En plus de nos sorties shopping du mardi et du vendredi, le dimanche, nous nous rendons à la campagne et nous nous garons sur un petit monticule donnant sur de grands jardins et un grand bâtiment en briques décousus avec des barres de fer aux fenêtres des deuxième et troisième étages. Il y a un panneau peint en lettres noires au-dessus des doubles portes d’entrée : Pinewood Sanitarium. Violet me soulève de ma base et me regarde dans les yeux alors qu’elle fait un signe de croix, bougeant son autre main de haut en bas et sur sa poitrine, et murmure,

« Doux Seigneur Jésus, il y a vingt-quatre ans je t’ai demandé un

enfant, et tu m’as donné Bobby.

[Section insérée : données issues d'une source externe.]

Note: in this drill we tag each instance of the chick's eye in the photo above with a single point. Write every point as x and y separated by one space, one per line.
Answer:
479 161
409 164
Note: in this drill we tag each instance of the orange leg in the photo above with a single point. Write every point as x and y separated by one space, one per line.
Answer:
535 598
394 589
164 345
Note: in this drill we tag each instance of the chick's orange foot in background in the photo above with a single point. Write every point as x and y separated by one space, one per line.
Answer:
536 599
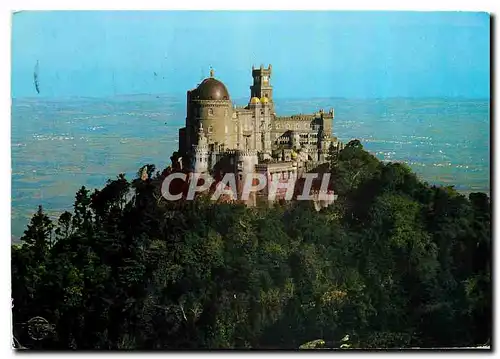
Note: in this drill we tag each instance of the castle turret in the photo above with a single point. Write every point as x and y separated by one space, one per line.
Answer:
200 153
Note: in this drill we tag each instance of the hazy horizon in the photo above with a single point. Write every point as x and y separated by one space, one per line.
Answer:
314 54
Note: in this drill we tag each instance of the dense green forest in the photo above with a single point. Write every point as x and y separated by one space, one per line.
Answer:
395 262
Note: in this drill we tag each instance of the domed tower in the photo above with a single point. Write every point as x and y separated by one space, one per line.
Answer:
209 108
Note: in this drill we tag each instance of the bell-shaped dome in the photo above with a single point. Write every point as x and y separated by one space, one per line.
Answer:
211 89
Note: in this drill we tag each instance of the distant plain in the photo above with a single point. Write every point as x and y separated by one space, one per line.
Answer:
59 145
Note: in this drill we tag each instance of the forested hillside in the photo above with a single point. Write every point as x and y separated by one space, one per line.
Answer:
394 262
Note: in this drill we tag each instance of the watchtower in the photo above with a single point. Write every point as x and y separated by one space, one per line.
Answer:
261 87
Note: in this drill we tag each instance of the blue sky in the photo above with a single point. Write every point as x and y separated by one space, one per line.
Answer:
314 54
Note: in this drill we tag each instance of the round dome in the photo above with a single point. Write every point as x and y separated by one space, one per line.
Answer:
211 89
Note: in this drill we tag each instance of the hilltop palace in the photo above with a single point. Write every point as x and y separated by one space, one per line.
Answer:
220 137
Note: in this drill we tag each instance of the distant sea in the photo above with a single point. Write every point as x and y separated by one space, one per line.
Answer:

Je n’ai rien demandé de sincse. Maintenant, je demande seulement que vous le guérissiez.

Puis, apparemment épuisée, elle s’assied tranquillement, la tête baissée. Me serrant dans sa main, elle me fixe, comme si elle s’attendait à ce que je dise quelque chose. Mais que dirais-je ? Qu’est-ce que je pourrais dire? Encore une fois, je ressens cette sensation de picotement.

Au bout d’un moment, Violet me remet sur ma base, sort de la voiture et disparaît dans le sanatorium.

Pendant que je l’attends, je regarde l’activité à l’extérieur : des gens assis sur des bancs et marchant le long des chemins de gravier qui serpentent à travers des jardins fleuris en fleurs. Parfois Violet revient seule et d’autres fois avec un jeune homme d’environ vingt-cinq ans à l’air malheureux, aux cheveux et aux yeux pâles. Son nom est Bobby.

Ces jours-là, nous allons tous les trois dans un restaurant au volant. Bobby commande toujours la même chose : un double burger avec frites et un milkshake au chocolat. Parfois, il demande à aller au zoo, et j’aime ça parce que j’aime voir les enfants monter et descendre des voitures pendant que j’attends sur le parking.

Ce n’est pas aussi intéressant quand nous allons au cinéma parce que nous nous garons dans un garage sombre et il n’y a personne à regarder. Les gens me fascinent parce qu’ils sont tous si différents : cheveux blonds, cheveux noirs, grands, courts, minces, gros, et tous me donnent l’impression que j’ai peut-être quelque chose pour eux, même si je n’ai aucune idée de quoi. Quant à Bobby, il est maussade et calme la plupart du temps. Il appelle Violet « Tante ».

« Tante Violet, » dit-il, « quand vas-tu me laisser rentrer à la maison? »

« Quand vous allez bien », dit-elle, « alors nous pouvons faire tout ce que vous aimez faire. » Il ne répond pas.

Un jour que nous sortons tous les trois en voiture, Violet gare la voiture devant un groupe de magasins et disparaît à l’intérieur de l’un d’eux. Soudain, je sens la main froide de Bobby encercler mon corps. Il me soulève et me rapproche de son visage. Ses grands yeux bleu pâle me fixent un instant.

« N’y a-t-il rien que vous puissiez faire pour vous débarrasser de Violet ? » il demande

moi. « Si elle n’était pas là, ils ne pourraient pas me garder dans cette maison de fous. Allez, tu es censé aider les gens.

Il me tient si longtemps et si fort que mon corps vibre et j’ai l’impression que je pourrais exploser. Je suis soulagé quand Violet retourne à la voiture et qu’il me remet sur mon stand. Bobby me fait peur, et je ne suis pas habitué aux sentiments de colère. D’ailleurs, je me demande pourquoi il ressent ça puisque Violet est toujours aussi gentille.

Puis, un mardi, Violet ne vient pas. J’attends. J’attends et attends et attends. Quelques jours plus tard, les portes du garage s’ouvrent et deux hommes étranges apparaissent devant moi, et je vois que la journée est très lumineuse et ensoleillée.

« Voyez si elle va commencer », dit l’un des hommes. « Je ne pense pas qu’elle ait été conduite depuis que la vieille dame a coassay. Si vous ne pouvez pas la démarrer, nous la remorquerons jusqu’à la cour.